Utilizing GPT to Enhance Text Summarization: A Strategy to Minimize Hallucinations

Hassan Shakil,Zeydy Ortiz,Grant C. Forbes
2024-05-07
Abstract:In this research, we uses the DistilBERT model to generate extractive summary and the T5 model to generate abstractive summaries. Also, we generate hybrid summaries by combining both DistilBERT and T5 models. Central to our research is the implementation of GPT-based refining process to minimize the common problem of hallucinations that happens in AI-generated summaries. We evaluate unrefined summaries and, after refining, we also assess refined summaries using a range of traditional and novel metrics, demonstrating marked improvements in the accuracy and reliability of the summaries. Results highlight significant improvements in reducing hallucinatory content, thereby increasing the factual integrity of the summaries.
Computation and Language,Artificial Intelligence,Machine Learning
What problem does this paper attempt to address?

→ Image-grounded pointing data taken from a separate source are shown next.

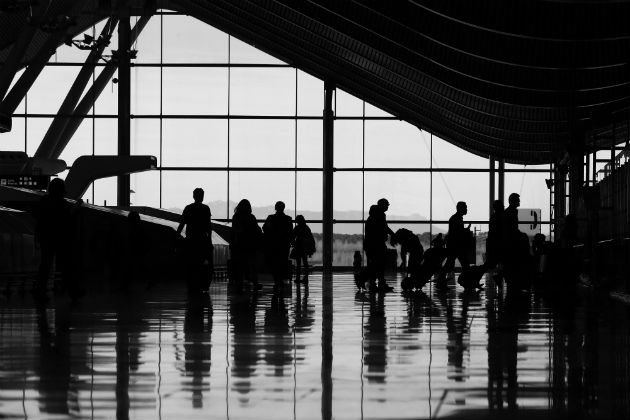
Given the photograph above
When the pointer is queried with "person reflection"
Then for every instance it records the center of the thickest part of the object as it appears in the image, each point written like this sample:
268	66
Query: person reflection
198	347
304	312
279	343
54	361
457	331
375	340
503	322
245	356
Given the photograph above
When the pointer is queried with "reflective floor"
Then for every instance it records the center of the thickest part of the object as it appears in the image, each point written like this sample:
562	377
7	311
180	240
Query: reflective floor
320	351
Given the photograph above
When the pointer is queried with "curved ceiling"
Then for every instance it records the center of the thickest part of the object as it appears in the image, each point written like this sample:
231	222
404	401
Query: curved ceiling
519	80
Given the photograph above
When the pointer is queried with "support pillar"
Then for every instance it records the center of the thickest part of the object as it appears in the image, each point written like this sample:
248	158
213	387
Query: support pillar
559	199
576	174
491	187
502	181
124	103
327	227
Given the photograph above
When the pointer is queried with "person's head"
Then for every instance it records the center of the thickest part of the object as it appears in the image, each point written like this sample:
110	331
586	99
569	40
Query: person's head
399	236
133	217
243	207
438	241
383	204
497	206
462	208
57	188
198	195
374	209
514	200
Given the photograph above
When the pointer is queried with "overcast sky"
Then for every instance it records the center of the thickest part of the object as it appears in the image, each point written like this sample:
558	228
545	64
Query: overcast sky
274	91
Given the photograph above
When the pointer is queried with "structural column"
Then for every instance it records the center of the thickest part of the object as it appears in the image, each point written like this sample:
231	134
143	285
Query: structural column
124	103
491	186
501	181
327	228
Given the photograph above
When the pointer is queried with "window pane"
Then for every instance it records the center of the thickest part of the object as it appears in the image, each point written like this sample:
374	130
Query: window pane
145	90
262	91
347	238
14	139
347	105
177	188
145	137
309	195
347	195
146	187
451	187
72	54
105	136
348	141
50	89
262	189
148	43
310	143
395	144
310	95
243	53
194	142
195	91
447	155
188	40
80	144
262	143
407	193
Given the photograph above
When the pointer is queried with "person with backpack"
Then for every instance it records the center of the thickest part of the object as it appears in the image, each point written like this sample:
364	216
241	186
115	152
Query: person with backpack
303	247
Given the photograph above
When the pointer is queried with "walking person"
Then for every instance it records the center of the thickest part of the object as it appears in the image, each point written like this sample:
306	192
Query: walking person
457	242
198	243
245	242
278	230
303	247
54	232
374	244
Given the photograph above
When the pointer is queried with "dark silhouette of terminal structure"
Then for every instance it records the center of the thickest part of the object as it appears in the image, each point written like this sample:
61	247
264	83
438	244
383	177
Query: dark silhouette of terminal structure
266	296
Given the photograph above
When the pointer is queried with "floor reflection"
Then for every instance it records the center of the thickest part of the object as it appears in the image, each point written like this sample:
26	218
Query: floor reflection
316	351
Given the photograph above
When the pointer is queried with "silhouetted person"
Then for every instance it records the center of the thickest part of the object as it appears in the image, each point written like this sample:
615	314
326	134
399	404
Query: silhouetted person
493	242
198	244
54	231
245	242
278	345
278	230
375	342
303	247
457	242
516	253
197	345
409	246
374	244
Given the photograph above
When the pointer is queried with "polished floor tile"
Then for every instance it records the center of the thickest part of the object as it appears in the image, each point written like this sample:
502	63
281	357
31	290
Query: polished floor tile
321	351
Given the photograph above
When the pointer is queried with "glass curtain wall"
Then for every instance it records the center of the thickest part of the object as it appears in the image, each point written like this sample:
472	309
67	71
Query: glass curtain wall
221	115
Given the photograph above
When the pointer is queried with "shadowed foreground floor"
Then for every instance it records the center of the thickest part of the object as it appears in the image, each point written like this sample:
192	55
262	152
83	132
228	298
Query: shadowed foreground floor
320	351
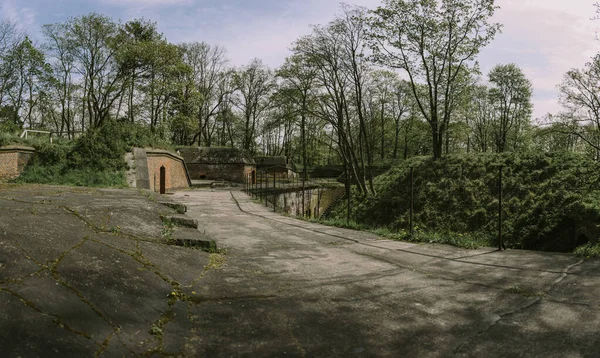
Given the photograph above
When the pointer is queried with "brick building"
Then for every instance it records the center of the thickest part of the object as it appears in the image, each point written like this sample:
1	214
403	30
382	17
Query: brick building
280	165
13	159
229	164
147	173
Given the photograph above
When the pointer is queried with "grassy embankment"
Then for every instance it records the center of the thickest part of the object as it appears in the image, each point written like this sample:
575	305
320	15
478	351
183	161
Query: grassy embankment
551	202
96	159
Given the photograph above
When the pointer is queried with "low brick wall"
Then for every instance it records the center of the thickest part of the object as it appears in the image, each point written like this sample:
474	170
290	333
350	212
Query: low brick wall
148	162
13	160
233	172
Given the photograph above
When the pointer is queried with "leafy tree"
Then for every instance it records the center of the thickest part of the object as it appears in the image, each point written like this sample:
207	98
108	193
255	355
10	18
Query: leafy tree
580	97
255	84
511	96
432	41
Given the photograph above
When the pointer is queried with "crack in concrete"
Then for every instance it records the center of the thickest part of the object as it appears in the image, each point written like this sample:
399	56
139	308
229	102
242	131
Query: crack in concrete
459	259
57	320
500	317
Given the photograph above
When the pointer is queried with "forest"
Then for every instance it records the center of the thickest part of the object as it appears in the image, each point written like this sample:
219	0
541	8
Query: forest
371	87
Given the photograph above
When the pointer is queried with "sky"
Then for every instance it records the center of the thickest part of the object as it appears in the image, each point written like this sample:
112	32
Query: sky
546	38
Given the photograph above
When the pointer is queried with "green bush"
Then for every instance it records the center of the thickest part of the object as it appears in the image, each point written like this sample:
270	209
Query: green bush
546	196
60	175
103	149
94	159
588	250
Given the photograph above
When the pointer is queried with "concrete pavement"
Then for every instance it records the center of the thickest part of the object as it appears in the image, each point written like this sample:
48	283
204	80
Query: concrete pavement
87	272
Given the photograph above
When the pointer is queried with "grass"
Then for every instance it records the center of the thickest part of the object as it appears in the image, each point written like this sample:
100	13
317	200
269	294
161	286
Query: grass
60	175
588	251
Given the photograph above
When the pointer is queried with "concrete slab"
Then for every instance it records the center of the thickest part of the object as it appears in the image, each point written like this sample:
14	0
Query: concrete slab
75	283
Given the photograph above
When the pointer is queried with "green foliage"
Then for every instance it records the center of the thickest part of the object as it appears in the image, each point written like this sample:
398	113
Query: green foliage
95	159
103	149
588	250
546	198
60	175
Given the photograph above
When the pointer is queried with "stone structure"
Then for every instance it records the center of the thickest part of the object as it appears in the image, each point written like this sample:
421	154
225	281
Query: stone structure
13	160
147	163
280	165
229	164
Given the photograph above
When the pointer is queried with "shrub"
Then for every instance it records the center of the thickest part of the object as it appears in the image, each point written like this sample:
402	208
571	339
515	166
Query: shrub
546	196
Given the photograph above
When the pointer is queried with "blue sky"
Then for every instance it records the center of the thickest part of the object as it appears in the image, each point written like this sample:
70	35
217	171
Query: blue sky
544	37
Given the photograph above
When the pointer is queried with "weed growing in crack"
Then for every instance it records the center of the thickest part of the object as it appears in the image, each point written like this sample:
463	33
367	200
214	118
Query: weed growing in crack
523	292
167	231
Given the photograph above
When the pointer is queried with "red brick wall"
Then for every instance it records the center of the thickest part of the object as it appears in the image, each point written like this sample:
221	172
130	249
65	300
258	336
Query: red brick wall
176	176
229	172
13	161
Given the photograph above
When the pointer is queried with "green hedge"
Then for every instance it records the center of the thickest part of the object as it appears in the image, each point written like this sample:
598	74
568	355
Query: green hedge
547	198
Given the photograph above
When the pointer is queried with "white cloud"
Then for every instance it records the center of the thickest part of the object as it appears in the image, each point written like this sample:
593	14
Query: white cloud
145	3
545	38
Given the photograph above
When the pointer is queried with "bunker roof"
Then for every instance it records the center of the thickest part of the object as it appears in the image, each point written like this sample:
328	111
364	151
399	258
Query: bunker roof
215	155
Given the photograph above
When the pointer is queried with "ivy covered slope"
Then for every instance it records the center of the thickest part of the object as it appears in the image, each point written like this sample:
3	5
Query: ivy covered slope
550	201
95	159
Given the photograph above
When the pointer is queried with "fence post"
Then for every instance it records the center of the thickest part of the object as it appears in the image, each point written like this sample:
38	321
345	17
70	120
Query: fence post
274	190
348	194
500	239
412	200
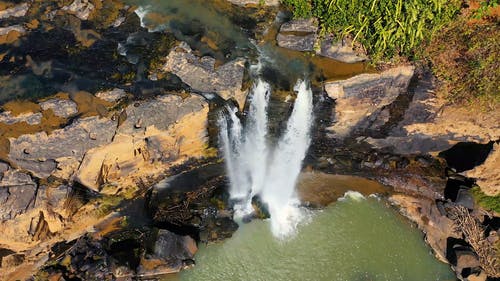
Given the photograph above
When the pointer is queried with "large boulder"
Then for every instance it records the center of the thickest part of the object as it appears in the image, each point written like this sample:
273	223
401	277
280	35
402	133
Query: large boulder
17	193
255	2
171	253
425	213
31	118
302	35
341	50
431	124
360	99
61	107
113	95
80	8
15	11
202	75
298	35
487	175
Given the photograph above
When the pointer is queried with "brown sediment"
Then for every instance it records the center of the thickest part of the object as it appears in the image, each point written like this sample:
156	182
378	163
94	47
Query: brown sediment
110	224
10	37
321	189
18	107
88	105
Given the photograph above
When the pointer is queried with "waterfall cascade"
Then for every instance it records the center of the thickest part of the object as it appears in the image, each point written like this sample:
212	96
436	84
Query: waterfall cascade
256	168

The problem that this paper attempts to solve is to reduce the "hallucination" phenomenon during text summarization generation, that is, the content in the summaries generated by AI that does not match the source text. The author uses the DistilBERT model to generate extractive summaries, the T5 model to generate abstractive summaries, and combines these two methods to generate hybrid summaries. To further reduce the hallucination phenomenon, the author introduces a refinement process based on GPT. Through this process, the generated summaries are evaluated and optimized to improve the accuracy and reliability of the summaries. Specifically, the paper mainly focuses on the following aspects: 1. **Generating unrefined summaries**: Use DistilBERT to generate extractive summaries, use T5 to generate abstractive summaries, and combine the two to generate hybrid summaries. 2. **GPT - based refinement process**: Evaluate and refine the generated summaries through the GPT model to reduce hallucinatory content. 3. **Evaluation metrics**: Use a variety of traditional and new evaluation metrics (such as FactSumm, QAGS, SummaC, ROUGE, and GPT 3.5 Turbo) to evaluate the quality of unrefined and refined summaries. 4. **Statistical analysis**: Verify the effectiveness of the refinement process through statistical methods such as paired t - tests. The goal of the paper is to significantly reduce the hallucination phenomenon in summaries and improve the accuracy and reliability of summaries through these methods.